Les informations publiées sur les réseaux sociaux
Les data brokers peuvent aussi utiliser le scraping, une technique automatisée permettant de récupérer les informations publiquement accessibles sur Internet. Profession indiquée sur LinkedIn, mentions « J'aime » sur Facebook, commentaires ou participations à des forums publics peuvent ainsi être collectés et regroupés.
Les registres publics et officiels
Selon les règles en vigueur dans chaque pays, certaines données publiques peuvent également être exploitées : listes électorales, informations cadastrales, annuaires téléphoniques, documents d'état civil ou encore informations relatives à la création et à l'existence d'entreprises.
Les échanges de données entre courtiers
Les data brokers ne se contentent pas de leurs propres sources. Ils peuvent également acheter ou échanger des bases de données entre eux afin de compléter les profils qu'ils possèdent déjà.
Le croisement de différentes informations peut, par exemple, permettre d'associer une adresse IP à un fichier téléphonique et ainsi relier une activité numérique à une personne identifiable.
Quels services alimentent concrètement ces canaux ? Applications gratuites, comparateurs de devis, jeux-concours, e-commerce, tests ADN ou médias financés par la publicité : le détail figure dans notre guide quels sites vendent mes données personnelles ?
Ce que le recoupement permet de déduire
C'est en combinant des milliers de données, parfois insignifiantes lorsqu'elles sont prises séparément, que ces entreprises peuvent tirer des conclusions beaucoup plus précises sur un individu.
- Déduction
- Situation financière
- Déduction
- Centres d'intérêt
- Déduction
- État de santé présumé
- Déduction
- Projets personnels
Ces conclusions ont une particularité : elles ne sont ni déclarées par vous, ni vérifiées, ni portées à votre connaissance. Une déduction erronée — un état de santé supposé à partir d'achats en pharmacie, un déménagement anticipé à partir de recherches immobilières — circule ensuite d'un acheteur à l'autre avec la même apparence de fiabilité qu'une donnée déclarative. C'est ce qui distingue le profilage d'un simple fichier client, et ce que le modèle des data brokers rend possible à grande échelle.
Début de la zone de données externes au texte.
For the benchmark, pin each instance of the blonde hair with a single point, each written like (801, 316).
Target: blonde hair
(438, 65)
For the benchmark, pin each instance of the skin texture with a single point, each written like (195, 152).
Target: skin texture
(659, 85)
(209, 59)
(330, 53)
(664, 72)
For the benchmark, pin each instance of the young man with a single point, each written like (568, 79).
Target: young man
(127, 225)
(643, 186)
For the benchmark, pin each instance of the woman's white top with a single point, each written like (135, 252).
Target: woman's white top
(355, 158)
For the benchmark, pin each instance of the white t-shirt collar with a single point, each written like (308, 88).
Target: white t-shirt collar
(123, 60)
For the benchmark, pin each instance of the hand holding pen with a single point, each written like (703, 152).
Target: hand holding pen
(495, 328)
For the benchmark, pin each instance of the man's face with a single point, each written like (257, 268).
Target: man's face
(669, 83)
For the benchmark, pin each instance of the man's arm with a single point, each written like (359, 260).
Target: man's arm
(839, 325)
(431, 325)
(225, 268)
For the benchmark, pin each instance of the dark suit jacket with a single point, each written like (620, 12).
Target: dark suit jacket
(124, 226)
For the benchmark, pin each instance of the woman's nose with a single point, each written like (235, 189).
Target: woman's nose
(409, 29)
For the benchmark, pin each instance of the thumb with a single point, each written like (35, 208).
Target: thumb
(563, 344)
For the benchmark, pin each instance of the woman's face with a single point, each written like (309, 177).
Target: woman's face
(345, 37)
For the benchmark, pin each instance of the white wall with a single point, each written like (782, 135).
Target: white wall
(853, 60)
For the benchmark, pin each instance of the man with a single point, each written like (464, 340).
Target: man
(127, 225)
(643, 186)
Alors, quelles mesures pouvez-vous prendre au quotidien ?
Aucune de ces mesures ne rend invisible. Prises ensemble, elles réduisent en revanche nettement le volume de signaux disponibles — et donc la précision des profils qui seront constitués demain.
- Refuser les traceurs non essentiels Sur les bandeaux de consentement, refusez tout ce qui n'est pas strictement nécessaire. Le refus doit être aussi simple que l'acceptation ; si ce n'est pas le cas, le site est en tort.
- Reprendre la main sur les applications Passez en revue les autorisations accordées : localisation, contacts, photos. Coupez celles qui ne sont pas indispensables au fonctionnement, désactivez l'identifiant publicitaire et désinstallez les applications inutilisées.
- Cloisonner ses achats Limitez les cartes de fidélité aux enseignes où le gain est réel, refusez la transmission à des partenaires lors de l'inscription, et utilisez une adresse email dédiée aux commandes pour isoler ce canal du reste de votre identité.
- Restreindre ce qui est public Sur les réseaux sociaux, repassez en privé ce qui n'a pas besoin d'être public : profession, employeur, ville, liste d'amis, publications anciennes. Le scraping ne récupère que ce qui est accessible sans authentification.
- Exercer ses droits sur ce qui a déjà été collecté Les mesures précédentes agissent sur l'avenir, pas sur les profils déjà constitués. Pour ceux-là, demandez l'accès puis l'effacement auprès de chaque courtier, au titre des articles 15, 17 et 21 du RGPD.